Figure 2. Genetic testing for RB1 mutations provides clarification of risk for retinoblastoma (RB) in family members. Molecular testing identifies relatives
who carry the mutant RB1 allele and are at risk for the disease. Testing can also decrease the risk for relatives to the population risk, eliminating the need for
dedicated ophthalmic screening for retinoblastoma in some children, or modify the risk, allowing children to undergo less extensive screening. Genetic
testing and counseling for RB is a complex issue and is best performed in coordination with genetics professionals (genetic counselors or medical geneticists)

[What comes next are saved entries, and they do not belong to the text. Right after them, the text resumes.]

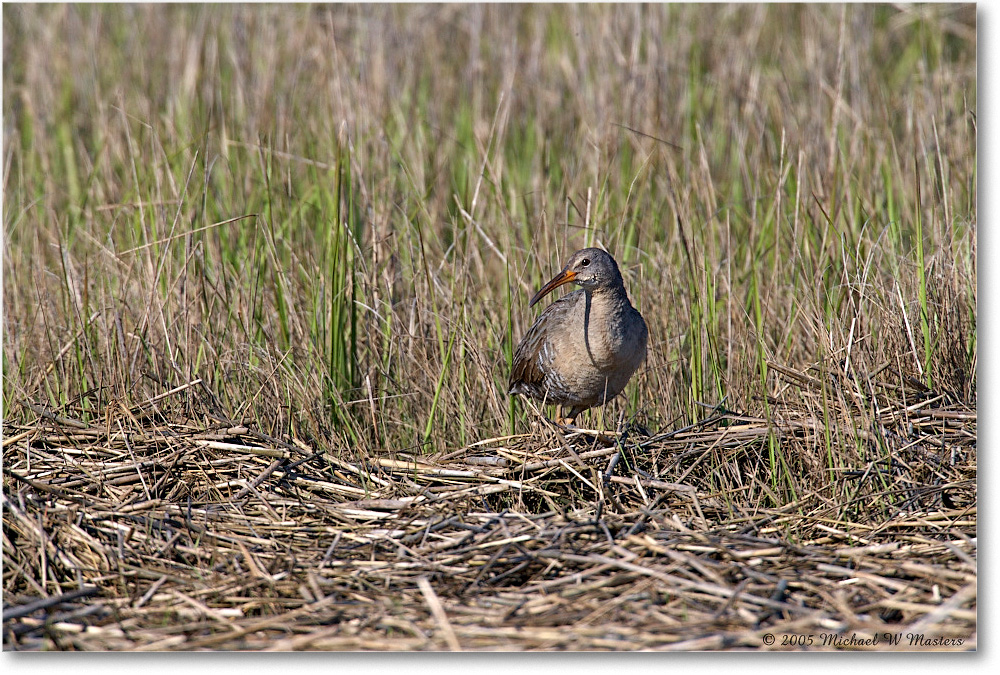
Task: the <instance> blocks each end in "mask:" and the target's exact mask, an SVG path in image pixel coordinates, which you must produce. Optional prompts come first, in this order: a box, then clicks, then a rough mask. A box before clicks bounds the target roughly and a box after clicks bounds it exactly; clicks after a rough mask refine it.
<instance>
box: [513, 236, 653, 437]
mask: <svg viewBox="0 0 1000 675" xmlns="http://www.w3.org/2000/svg"><path fill="white" fill-rule="evenodd" d="M571 282H572V283H576V284H578V285H580V286H582V287H583V288H582V289H581V290H578V291H574V292H572V293H569V294H567V295H565V296H564V297H562V298H560V299H558V300H556V301H555V302H553V303H552V304H551V305H549V306H548V307H547V308H546V309H545V311H544V312H542V314H541V315H540V316H539V317H538V319H537V320H536V321H535V323H534V325H532V326H531V328H530V329H529V330H528V332H527V333H525V335H524V337H523V338H522V339H521V343H520V344H519V345H518V347H517V351H516V352H515V354H514V363H513V367H512V368H511V373H510V387H509V390H508V393H509V394H522V395H524V396H530V397H531V398H534V399H536V400H538V401H545V402H548V403H552V404H555V405H560V406H562V407H563V410H564V416H565V417H566V418H567V420H568V421H569V422H571V423H572V422H573V421H575V419H576V417H577V415H579V414H580V413H581V412H583V411H584V410H586V409H588V408H591V407H593V406H595V405H601V404H604V403H606V402H607V401H610V400H611V399H613V398H614V397H615V396H617V395H618V394H620V393H621V391H622V390H623V389H624V388H625V385H626V384H628V381H629V380H630V379H631V377H632V375H633V373H635V371H636V370H637V369H638V368H639V365H640V364H641V363H642V361H643V359H644V358H645V357H646V343H647V341H648V336H649V331H648V329H647V328H646V321H645V320H644V319H643V318H642V315H641V314H639V312H638V311H637V310H636V309H635V308H634V307H633V306H632V303H631V302H629V299H628V294H627V293H626V292H625V285H624V283H623V280H622V275H621V272H620V271H619V269H618V264H617V263H616V262H615V259H614V258H612V257H611V256H610V255H609V254H608V253H606V252H605V251H602V250H601V249H598V248H585V249H583V250H580V251H577V252H576V253H574V254H573V255H572V256H571V257H570V259H569V262H567V263H566V267H564V268H563V270H562V271H561V272H560V273H559V274H557V275H556V276H555V277H554V278H553V279H552V280H551V281H550V282H549V283H547V284H545V286H543V287H542V288H541V290H539V291H538V293H536V294H535V297H533V298H532V299H531V303H530V305H529V306H532V305H534V304H535V303H537V302H538V301H539V300H541V299H542V298H543V297H544V296H545V295H547V294H548V293H550V292H551V291H553V290H554V289H556V288H558V287H559V286H562V285H563V284H566V283H571Z"/></svg>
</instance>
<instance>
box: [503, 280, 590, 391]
mask: <svg viewBox="0 0 1000 675" xmlns="http://www.w3.org/2000/svg"><path fill="white" fill-rule="evenodd" d="M583 293H584V291H582V290H581V291H573V292H572V293H567V294H566V295H564V296H563V297H561V298H559V299H558V300H556V301H555V302H553V303H552V304H551V305H549V306H548V307H546V308H545V311H544V312H542V313H541V314H540V315H539V317H538V318H537V319H536V320H535V323H534V324H532V326H531V328H529V329H528V332H527V333H525V334H524V337H523V338H521V342H520V344H518V346H517V351H516V352H515V353H514V363H513V364H512V366H511V369H510V383H509V385H510V386H509V390H510V391H511V393H513V390H514V388H515V387H517V388H521V387H525V388H528V389H531V388H539V387H541V386H542V384H543V383H544V381H545V370H544V368H545V366H546V365H547V364H548V363H549V362H550V361H551V357H548V358H546V356H547V354H550V353H551V352H550V349H546V345H548V344H550V339H551V336H552V331H553V330H555V329H558V327H561V326H562V325H563V322H564V317H565V316H566V315H567V314H569V312H570V310H572V308H573V306H574V304H575V302H576V300H577V298H576V296H577V295H581V294H583ZM539 357H541V358H539Z"/></svg>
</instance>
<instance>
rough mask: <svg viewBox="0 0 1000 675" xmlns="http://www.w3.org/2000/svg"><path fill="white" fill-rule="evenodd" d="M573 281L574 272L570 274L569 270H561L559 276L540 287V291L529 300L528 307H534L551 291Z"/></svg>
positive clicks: (574, 275) (569, 271)
mask: <svg viewBox="0 0 1000 675" xmlns="http://www.w3.org/2000/svg"><path fill="white" fill-rule="evenodd" d="M574 279H576V272H572V271H570V270H563V271H562V272H560V273H559V274H557V275H556V276H555V277H554V278H553V279H552V281H550V282H549V283H547V284H545V285H544V286H542V288H541V290H539V291H538V292H537V293H535V297H533V298H532V299H531V302H529V303H528V307H534V306H535V303H536V302H538V301H539V300H541V299H542V298H544V297H545V296H546V295H548V294H549V293H551V292H552V291H554V290H556V289H557V288H559V287H560V286H562V285H563V284H568V283H569V282H571V281H573V280H574Z"/></svg>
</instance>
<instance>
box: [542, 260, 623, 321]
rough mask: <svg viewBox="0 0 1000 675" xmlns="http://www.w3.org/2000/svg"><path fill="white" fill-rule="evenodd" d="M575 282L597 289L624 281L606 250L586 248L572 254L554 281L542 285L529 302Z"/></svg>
mask: <svg viewBox="0 0 1000 675" xmlns="http://www.w3.org/2000/svg"><path fill="white" fill-rule="evenodd" d="M568 283H574V284H578V285H580V286H582V287H583V288H585V289H587V290H595V289H598V288H603V287H607V286H614V285H619V284H621V283H622V274H621V272H620V271H619V270H618V263H616V262H615V259H614V258H612V257H611V255H610V254H609V253H607V252H606V251H602V250H601V249H599V248H585V249H581V250H579V251H577V252H576V253H574V254H573V255H572V256H570V259H569V261H568V262H567V263H566V266H565V267H563V269H562V271H561V272H560V273H559V274H557V275H556V276H555V277H553V278H552V281H550V282H549V283H547V284H545V285H544V286H542V288H541V289H540V290H539V291H538V292H537V293H535V297H533V298H532V299H531V302H530V303H529V304H528V306H529V307H533V306H534V305H535V303H537V302H538V301H539V300H541V299H542V298H544V297H545V296H546V295H548V294H549V293H551V292H552V291H554V290H555V289H557V288H559V287H560V286H562V285H563V284H568Z"/></svg>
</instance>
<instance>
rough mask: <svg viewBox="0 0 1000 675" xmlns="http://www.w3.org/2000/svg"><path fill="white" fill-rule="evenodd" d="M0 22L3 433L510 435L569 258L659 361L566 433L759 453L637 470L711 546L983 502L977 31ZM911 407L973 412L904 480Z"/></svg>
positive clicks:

experienced in retinoblastoma. For example, although parents of a child with bilateral RB may test negative for an RB1 mutation, they still have a 5% risk
with each subsequent child because of the possibility of germline mosaicism in a parent. Tumor tissue, when available, and peripheral blood lymphocytes are
tested to identify mutations in RB1. Tumor tissue may not be available for testing if the child has not undergone enucleation or if frozen tumor is not
available from the surgery, particularly for adult long-term survivors of RB seeking genetics evaluation. *Based on pretest risk, as described in Figure 1 and
Table 1. **Calculated risk in this clinical scenario will depend on the sensitivity of the genetic testing, which varies with laboratory. The relative’s post-test
risk will likely be lower than pretest risk and will result in less intense screening (Fig 3) compared with pretest risk. Geneticists experienced in RB can
provide guidance in this situation. ***The risk to future offspring in this clinical scenario results from the risk that the proband is mosaic for the RB1
mutation and therefore has a risk of transmitting to offspring despite the negative blood test. Genetic testing of offspring for the RB1 mutation
identified in the tumor can eliminate this risk. Before testing, these children will be followed by intermediate risk (Fig 3); however, a genetics
professional can provide clarification of risk for a child according to the sensitivity of the gene testing for the parent, which varies by laboratory. When
no RB1 mutation has been identified in the blood sample of the proband, genetic testing is not recommended for family members because there is no
identified mutation to test for. Screening of relatives relies on the refined post-test risk estimate based on the negative results (and the sensitivity of the
test of the laboratory used).
Figure 3. Management guidelines for childhood screening for retinoblastoma. The presented schedules are general guidelines and reflect a schedule for
examinations in which no lesions of concern are noted. It may be appropriate to examine some children more frequently. Decisions regarding examination
method, examination under anesthesia (EUA) versus nonsedated examination in the office, are complex and best decided by the clinician in discussion with
the patient’s family. The preference of the majority of the clinical centers involved in the creation of this consensus statement is reflected, but individual
centers may make policy decisions based on available resources and expert clinician preference. Examination under anesthesia will be strongly considered for
any child who is unable to participate in an office examination sufficiently to allow thorough examination of the retina. *A minority of clinical centers also
prefer EUA for high- and intermediate-risk children (calculated risk >1%) from birth to 8 weeks of age.